Pour autant, la médiatisation n’est pas la garantie d’un succès certain. Au Puy-en-Velay (Haute-Loire), Véronique de Marconnay et son compagnon ont appliqué les mêmes méthodes jusqu’à la grève de la faim, mais le jeune Malien qu’ils hébergent, Madama Diawara, 19 ans et arrivé en France en 2018, est toujours menacé d’expulsion. Ils cherchent encore les raisons de cet échec : «On n’est pas des patrons. Stéphane Ravacley a su mobiliser des gens autour de lui grâce à ça. On est aussi des gens engagés dans un syndicat, SUD éducation, ça fait de nous des personnes un peu gênantes», estime l’enseignante.

Dans ce «triptyque» de l’accès à la régularisation, ceux qui sont passés par la case «grève de la faim», comme Stéphane Ravacley et Patricia Hyvernat, préviennent que ce n’est jamais une bonne solution, car elle «met la santé en danger». Mais cette pratique traduit surtout une méfiance palpable envers certains élus locaux, qui ne sont plus perçus comme des relais efficaces. «L’idée de contacter des élus ne m’est pas venue à l’esprit. Je ne voulais pas mettre de la politique dans ce combat», explique Patricia Hyvernat. «Il y a une méconnaissance des institutions, nous pouvons être des facilitateurs des démarches. Si Mme Hyvernat m’avait sollicité avant de passer par cette méthode extrême, on aurait pu éviter sa grève de la faim», certifie le député Stéphane Trompille. «Je pense aussi aujourd’hui qu’on peut faire autrement», acquiesce la boulangère.

Actions fortes des associations

Pour les associations d’aide aux migrants, le recours à ces méthodes fortes n’étonne pas. Ces dernières années, elles ont fait les mêmes constats : pour obtenir des avancées, il faut faire le plus de bruit possible. «Je pense que c’est le résultat d’une politique répressive et restrictive depuis 2015», analyse David Rohi de la Cimade.
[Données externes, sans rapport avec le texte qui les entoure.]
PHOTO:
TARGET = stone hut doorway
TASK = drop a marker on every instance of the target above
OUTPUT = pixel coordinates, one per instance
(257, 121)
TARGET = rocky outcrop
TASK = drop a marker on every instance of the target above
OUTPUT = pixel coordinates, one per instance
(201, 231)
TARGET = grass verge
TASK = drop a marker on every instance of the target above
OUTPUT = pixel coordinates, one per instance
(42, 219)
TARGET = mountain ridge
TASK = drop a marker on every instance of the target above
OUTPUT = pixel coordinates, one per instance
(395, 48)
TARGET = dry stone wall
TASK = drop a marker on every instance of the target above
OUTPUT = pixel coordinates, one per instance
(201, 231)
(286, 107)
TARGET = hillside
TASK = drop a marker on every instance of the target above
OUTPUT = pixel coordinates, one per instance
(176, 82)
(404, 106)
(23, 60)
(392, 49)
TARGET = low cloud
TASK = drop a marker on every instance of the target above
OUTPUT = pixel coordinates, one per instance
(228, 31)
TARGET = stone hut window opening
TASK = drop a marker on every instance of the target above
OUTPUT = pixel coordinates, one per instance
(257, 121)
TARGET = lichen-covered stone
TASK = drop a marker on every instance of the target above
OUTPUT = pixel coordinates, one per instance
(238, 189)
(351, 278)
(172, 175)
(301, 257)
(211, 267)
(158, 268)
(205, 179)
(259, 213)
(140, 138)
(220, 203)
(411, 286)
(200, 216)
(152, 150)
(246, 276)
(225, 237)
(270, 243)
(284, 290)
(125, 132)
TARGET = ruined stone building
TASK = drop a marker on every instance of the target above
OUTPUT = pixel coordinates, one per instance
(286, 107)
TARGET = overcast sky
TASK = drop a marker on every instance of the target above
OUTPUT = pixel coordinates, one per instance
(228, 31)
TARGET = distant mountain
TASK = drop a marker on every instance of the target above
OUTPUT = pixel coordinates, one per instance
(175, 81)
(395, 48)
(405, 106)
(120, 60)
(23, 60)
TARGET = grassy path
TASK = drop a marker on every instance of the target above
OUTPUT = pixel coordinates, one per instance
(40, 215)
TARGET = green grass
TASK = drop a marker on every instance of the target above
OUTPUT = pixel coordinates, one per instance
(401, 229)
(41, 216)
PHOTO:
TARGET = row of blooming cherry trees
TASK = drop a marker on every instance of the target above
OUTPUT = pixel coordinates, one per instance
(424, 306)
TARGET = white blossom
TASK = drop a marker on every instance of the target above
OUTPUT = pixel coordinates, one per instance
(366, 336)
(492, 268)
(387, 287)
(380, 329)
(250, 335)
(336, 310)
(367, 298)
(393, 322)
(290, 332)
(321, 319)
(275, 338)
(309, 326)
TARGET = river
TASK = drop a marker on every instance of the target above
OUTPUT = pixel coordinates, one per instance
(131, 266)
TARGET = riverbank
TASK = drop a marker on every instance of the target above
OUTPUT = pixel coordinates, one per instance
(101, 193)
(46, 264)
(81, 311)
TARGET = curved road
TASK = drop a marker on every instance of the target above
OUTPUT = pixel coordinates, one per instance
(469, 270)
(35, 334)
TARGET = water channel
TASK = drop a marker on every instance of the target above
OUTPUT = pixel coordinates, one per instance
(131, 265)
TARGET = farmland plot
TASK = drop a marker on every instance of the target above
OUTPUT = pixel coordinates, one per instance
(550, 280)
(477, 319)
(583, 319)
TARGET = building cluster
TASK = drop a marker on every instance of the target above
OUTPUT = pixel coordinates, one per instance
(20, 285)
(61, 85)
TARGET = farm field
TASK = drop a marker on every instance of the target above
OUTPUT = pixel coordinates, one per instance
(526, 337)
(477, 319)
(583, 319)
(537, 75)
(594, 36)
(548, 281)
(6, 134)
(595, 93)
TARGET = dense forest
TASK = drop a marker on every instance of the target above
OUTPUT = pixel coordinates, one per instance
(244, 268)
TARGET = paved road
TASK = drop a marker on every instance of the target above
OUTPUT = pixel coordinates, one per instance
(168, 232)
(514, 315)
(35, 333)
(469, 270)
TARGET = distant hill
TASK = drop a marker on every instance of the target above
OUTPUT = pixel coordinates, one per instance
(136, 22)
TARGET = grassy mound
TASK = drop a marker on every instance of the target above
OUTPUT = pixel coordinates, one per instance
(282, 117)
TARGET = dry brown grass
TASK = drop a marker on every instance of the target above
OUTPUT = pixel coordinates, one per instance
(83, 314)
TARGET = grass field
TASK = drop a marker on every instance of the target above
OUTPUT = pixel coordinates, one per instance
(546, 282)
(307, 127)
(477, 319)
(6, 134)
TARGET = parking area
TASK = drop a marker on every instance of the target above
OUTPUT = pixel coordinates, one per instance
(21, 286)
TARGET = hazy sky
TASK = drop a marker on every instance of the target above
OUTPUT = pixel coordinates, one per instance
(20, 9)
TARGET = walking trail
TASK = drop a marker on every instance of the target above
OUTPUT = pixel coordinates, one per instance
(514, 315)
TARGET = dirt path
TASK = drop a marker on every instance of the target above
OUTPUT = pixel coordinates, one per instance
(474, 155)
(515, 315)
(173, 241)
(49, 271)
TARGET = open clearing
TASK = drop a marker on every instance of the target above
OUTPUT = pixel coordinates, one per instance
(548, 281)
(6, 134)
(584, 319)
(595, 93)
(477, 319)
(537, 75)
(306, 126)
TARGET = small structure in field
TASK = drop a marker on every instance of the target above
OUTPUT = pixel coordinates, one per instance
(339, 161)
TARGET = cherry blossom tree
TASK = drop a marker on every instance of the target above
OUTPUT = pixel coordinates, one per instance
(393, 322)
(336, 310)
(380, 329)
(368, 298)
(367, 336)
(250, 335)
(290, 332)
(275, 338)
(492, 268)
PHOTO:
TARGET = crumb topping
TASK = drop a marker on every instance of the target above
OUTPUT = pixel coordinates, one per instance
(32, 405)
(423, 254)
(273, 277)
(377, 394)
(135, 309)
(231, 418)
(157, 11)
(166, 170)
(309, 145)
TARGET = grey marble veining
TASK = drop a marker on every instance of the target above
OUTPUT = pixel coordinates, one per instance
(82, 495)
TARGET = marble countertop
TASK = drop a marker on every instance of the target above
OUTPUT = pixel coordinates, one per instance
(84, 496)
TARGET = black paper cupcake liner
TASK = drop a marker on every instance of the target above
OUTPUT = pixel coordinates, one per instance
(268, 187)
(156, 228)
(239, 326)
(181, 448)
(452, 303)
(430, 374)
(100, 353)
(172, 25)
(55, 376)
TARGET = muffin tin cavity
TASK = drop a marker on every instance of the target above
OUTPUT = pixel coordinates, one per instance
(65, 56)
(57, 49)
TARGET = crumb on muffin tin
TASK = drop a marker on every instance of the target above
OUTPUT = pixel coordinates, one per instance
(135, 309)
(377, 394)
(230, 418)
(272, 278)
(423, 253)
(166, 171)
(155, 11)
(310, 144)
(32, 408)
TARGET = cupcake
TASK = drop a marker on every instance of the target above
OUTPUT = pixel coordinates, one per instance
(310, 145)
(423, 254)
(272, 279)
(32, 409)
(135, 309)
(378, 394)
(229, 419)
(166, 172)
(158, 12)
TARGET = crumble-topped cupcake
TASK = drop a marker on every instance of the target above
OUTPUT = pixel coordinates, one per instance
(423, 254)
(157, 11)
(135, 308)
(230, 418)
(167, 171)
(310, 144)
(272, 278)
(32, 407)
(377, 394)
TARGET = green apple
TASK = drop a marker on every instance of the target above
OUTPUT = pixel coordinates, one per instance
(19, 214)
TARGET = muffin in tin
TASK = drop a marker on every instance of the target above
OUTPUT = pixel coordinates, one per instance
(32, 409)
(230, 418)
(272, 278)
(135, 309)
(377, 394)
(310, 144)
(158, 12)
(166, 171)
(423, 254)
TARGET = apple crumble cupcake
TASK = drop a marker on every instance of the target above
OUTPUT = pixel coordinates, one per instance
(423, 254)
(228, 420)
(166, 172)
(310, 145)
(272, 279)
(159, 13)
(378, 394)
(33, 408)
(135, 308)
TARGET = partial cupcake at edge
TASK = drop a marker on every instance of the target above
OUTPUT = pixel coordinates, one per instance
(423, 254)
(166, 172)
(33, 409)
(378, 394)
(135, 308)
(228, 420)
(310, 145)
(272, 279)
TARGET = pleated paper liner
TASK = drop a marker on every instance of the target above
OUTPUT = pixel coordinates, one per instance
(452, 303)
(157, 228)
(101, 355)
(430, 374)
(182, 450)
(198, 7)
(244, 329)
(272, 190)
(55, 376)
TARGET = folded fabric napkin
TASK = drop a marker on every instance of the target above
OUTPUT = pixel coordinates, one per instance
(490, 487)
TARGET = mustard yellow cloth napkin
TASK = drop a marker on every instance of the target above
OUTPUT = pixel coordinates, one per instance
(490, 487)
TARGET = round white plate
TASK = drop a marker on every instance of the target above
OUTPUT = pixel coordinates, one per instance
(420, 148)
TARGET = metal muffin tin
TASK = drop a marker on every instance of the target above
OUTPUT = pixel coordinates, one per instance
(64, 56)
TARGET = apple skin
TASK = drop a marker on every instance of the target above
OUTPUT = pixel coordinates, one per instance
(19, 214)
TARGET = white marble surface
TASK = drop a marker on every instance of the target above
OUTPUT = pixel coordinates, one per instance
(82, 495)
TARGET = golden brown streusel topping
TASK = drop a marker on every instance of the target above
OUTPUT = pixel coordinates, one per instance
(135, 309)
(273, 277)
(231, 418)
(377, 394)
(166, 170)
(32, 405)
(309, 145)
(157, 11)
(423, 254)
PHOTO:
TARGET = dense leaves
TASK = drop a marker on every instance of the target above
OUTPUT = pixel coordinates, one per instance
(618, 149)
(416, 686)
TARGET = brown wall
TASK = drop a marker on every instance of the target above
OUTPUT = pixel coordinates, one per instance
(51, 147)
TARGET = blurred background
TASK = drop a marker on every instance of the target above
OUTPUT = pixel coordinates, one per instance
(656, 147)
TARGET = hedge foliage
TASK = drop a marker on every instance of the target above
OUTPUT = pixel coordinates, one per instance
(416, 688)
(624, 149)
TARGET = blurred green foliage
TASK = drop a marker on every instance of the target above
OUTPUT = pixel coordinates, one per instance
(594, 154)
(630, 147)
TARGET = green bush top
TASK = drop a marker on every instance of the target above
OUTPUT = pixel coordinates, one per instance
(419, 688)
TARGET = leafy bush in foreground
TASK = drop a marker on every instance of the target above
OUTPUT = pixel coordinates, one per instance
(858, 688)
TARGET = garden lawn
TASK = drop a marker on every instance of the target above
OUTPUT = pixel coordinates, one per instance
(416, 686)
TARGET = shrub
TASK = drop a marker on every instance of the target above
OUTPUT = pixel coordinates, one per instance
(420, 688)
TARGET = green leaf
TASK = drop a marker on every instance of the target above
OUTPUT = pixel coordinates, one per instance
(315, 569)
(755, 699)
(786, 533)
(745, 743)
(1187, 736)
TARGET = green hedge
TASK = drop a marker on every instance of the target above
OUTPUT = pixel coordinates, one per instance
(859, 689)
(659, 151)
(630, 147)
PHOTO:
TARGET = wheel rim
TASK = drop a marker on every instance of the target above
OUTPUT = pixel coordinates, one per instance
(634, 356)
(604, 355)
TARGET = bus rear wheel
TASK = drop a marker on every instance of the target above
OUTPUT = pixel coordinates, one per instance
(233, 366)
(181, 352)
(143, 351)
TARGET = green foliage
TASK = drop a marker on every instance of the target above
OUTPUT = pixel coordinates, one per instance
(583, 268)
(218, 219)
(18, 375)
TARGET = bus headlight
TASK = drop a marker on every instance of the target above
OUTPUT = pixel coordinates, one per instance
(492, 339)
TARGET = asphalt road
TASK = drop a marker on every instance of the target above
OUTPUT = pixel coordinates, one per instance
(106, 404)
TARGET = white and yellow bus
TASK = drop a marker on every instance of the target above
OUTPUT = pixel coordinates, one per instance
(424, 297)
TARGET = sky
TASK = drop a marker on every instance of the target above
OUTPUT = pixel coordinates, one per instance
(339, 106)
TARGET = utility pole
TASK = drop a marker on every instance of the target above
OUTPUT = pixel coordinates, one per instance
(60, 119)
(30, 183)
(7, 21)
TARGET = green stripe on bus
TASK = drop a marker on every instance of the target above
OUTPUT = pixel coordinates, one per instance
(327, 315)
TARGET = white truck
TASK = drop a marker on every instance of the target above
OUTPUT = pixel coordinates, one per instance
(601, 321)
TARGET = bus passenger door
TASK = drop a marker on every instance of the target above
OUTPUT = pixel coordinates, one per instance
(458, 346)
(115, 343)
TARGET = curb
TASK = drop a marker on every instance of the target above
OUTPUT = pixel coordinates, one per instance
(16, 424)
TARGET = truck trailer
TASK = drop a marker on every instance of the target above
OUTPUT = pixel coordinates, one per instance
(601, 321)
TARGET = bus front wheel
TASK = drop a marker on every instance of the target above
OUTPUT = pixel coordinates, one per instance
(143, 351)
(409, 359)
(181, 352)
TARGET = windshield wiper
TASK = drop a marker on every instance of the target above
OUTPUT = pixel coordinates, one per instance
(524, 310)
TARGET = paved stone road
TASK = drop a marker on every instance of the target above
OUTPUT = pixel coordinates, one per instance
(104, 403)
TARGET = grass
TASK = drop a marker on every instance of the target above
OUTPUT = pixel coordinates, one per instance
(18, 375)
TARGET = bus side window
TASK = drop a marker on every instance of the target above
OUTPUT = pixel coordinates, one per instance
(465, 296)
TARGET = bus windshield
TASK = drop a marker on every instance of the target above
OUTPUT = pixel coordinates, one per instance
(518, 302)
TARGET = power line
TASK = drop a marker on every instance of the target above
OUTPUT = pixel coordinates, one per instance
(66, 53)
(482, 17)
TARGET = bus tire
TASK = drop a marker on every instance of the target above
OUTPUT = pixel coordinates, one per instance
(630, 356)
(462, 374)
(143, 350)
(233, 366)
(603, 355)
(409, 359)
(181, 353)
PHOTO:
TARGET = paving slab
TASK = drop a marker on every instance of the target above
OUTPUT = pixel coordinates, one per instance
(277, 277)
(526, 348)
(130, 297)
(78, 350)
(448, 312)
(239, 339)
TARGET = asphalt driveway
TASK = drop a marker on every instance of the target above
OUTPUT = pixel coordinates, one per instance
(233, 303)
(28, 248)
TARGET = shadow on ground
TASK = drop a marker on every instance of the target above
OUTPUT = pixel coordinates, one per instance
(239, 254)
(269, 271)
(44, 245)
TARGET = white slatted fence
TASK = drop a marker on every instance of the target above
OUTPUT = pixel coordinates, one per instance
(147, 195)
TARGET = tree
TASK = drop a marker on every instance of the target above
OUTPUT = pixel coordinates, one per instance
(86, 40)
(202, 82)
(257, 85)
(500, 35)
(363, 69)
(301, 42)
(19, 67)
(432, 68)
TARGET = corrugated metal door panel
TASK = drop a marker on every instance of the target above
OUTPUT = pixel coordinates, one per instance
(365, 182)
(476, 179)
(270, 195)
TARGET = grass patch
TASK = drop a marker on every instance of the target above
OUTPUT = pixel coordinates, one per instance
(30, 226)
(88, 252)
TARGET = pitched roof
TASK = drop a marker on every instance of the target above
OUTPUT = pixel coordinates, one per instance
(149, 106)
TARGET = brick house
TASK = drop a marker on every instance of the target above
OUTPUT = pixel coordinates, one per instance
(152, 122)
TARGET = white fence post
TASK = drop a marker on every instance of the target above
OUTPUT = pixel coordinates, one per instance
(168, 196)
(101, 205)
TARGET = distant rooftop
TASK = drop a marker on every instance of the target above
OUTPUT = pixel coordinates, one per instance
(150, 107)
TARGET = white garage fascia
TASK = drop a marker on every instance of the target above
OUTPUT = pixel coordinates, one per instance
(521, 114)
Pour faire bouger les lignes, des associations comme Utopia 56, jusque-là habituées à un travail de terrain (maraudes, distributions), ont par exemple mené ces derniers mois des actions fortes, comme l’installation d’un campement de la place de la République à Paris en novembre, avec un écho important au niveau national. «C’est vraiment dommage d’en arriver là, d’autant que ce n’est jamais une vraie solution. Les gens sont remis à la rue quelques jours après, quand tout ça est retombé. […] C’est assez symptomatique de ces dernières années et ça concerne plein de luttes sociales», estime Charlotte Kwantes, coordinatrice nationale d’Utopia 56.

Pour renouer le fil du dialogue, les artisans Stéphane Ravacley et Patricia Hyvernat ont décidé la semaine dernière de fonder leur association, «Patrons solidaires». Ils souhaitent que leurs expériences puissent servir à d’autres. «Aujourd’hui, nous sommes approchés par des personnes qui veulent vraiment que ça bouge», assure le boulanger de Besançon. Les deux artisans vont leur apporter une aide et une écoute. «Ce qu’on souhaite surtout, c’est faire en sorte qu’il n’y ait plus une seule grève de la faim pour ces motifs», affirment-ils à l’unisson.